In the development process of digital electronic circuits, assertion-based verification is an effective methodology commonly used for verification of a custom circuit design, i.e. for validating correct operation and usage of the design and in particular verifying timing requirements. Based on a hierarchical description of the design under consideration, assertion-based verification involves defining properties which specify the expected behavior of the design and checking the assertion of these properties by simulation. By definition, a hierarchical description of the circuit design encompasses a top level, such as an electronic design unit, which splits into several substructures (instances). Substructures can be instantiated multiple times and in different levels of a hierarchy. A macro is an instance which contains active elements such as NAND, NOR, inverter gates etc.
In the process of integrated circuit development, the design of the electronic circuit to be developed is generally laid out by a logic designer. The logic designer defines the specific implementation of a desired function, partitions this function into logically coherent chunks, so-called macros, and defines primary input and output pins of these macros. In this context, the term “macro” is used to denote a design of a logic function on a chip and specifies the interconnection of the required logic elements as well as the physical pathways and wiring patterns between the components. In order to reflect the hierarchical structure of a design unit in terms of macros, the design is typically described in terms of a hierarchical netlist or in terms of a hardware description language such as hierarchical VHDL. Specifically, the macros proper may be described in macro VHDL, whereas the connectivity of the macros within the unit may be described in unit VHDL.
While the logic designer's partition of the function into macros lends itself very well for functional understanding and simulation, it is generally not well suited for simulating and verifying the timing behavior of the design. For carrying out timing validation, timing requirements are imposed on the various paths of the design under consideration, based on a latch-to-latch cycle time which is to be met by the electronic circuit. If the timing properties of the design are to be checked using assertion based verification, a timing tool associates required arrival times (RATs) with all combinatorial logic located between latches. If there are multiple combinatorial logic elements residing between latches, the timer distributes the cycle time between these logic elements based on timing rules and applied algorithms. After assigning RATs to all paths within the unit under consideration, actual arrival times (ATs) are calculated by using a timing tool. If the difference between the required arrival time and the actual arrival time (slack=RAT−AT) is found to be much larger than zero, the corresponding path can easily achieve the timing requirement. On the other hand, if slack along a path is found to be smaller than zero, this indicates that timing requirements as specified by the RATs cannot be met. In this case, RATs have to be assigned in a different way and/or the actual design implementation has to be modified. While RATs can usually be estimated quite well for paths of low complexity, more complicated paths (i.e. paths which cross two or more macros in a cycle) usually require a number of iteration and laborious manual interaction in order to succeed. Thus, the generation of timing assertions within a design typically encompasses numerous iterations requiring complicated manual manipulations by the logic designer as well as the timer.
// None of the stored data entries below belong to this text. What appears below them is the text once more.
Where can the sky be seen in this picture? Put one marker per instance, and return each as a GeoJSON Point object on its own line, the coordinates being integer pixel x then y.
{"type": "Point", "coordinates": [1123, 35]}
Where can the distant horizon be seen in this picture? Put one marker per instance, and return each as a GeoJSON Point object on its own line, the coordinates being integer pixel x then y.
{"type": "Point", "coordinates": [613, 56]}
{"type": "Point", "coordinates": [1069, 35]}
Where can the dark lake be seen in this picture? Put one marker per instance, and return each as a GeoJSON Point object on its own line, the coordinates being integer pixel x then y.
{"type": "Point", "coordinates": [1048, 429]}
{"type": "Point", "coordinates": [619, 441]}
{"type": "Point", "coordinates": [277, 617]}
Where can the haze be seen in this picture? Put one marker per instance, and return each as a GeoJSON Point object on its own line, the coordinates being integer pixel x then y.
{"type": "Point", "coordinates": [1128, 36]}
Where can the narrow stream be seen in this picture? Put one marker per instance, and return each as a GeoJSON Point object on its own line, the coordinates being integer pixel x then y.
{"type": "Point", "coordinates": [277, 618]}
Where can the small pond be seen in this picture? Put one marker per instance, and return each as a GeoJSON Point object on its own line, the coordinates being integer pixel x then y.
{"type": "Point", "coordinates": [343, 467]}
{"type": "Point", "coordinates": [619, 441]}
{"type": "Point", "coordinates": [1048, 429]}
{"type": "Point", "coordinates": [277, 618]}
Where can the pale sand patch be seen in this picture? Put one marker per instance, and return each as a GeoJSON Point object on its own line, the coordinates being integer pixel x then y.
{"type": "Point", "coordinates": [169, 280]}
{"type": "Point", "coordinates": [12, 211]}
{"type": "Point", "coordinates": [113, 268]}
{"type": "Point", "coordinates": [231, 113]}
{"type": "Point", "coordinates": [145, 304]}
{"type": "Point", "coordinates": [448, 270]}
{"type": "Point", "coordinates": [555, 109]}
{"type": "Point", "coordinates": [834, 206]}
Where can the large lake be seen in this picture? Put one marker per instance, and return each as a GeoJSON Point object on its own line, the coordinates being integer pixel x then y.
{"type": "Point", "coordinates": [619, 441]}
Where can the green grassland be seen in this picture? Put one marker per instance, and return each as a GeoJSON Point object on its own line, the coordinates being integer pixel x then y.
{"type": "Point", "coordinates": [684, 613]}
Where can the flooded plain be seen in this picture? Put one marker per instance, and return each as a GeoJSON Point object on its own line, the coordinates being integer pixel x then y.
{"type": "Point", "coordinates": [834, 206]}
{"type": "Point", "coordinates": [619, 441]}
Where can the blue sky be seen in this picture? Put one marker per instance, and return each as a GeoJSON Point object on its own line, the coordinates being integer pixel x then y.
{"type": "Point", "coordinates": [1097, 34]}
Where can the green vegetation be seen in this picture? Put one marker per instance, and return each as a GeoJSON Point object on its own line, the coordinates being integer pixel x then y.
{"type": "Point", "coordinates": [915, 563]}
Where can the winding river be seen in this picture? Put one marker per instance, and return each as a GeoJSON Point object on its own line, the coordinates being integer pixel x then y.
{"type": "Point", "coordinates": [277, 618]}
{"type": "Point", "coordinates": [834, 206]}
In order to reduce the time and effort required for generating valid timing assertions in an electronic design unit, it would be desirable to have a hierarchical description of the design unit under consideration that lends itself to automatic generation of timing assertions. This description should allow automatic assignment of required arrival times (RATs) to the paths within the unit in such a way that minimal manual interference is required.
In the past, attempts have been made to provide tools and methods for simplifying and reducing the manual efforts involved in generating timing assertions (see, for example U.S. Pat. No. 5,475,607 A and U.S. Pat. No. 7,003,747 B2). However, none of these developments have yielded a method that lends itself for automatic generation of timing assertions in general multilevel hierarchical circuit design.
Thus, there is a need for a method that repartitions a general multilevel hierarchical circuit design in such a way that timing assertions may be generated with a reduced number of iterations and manual inputs, thus increasing the degree of automation of the generating process.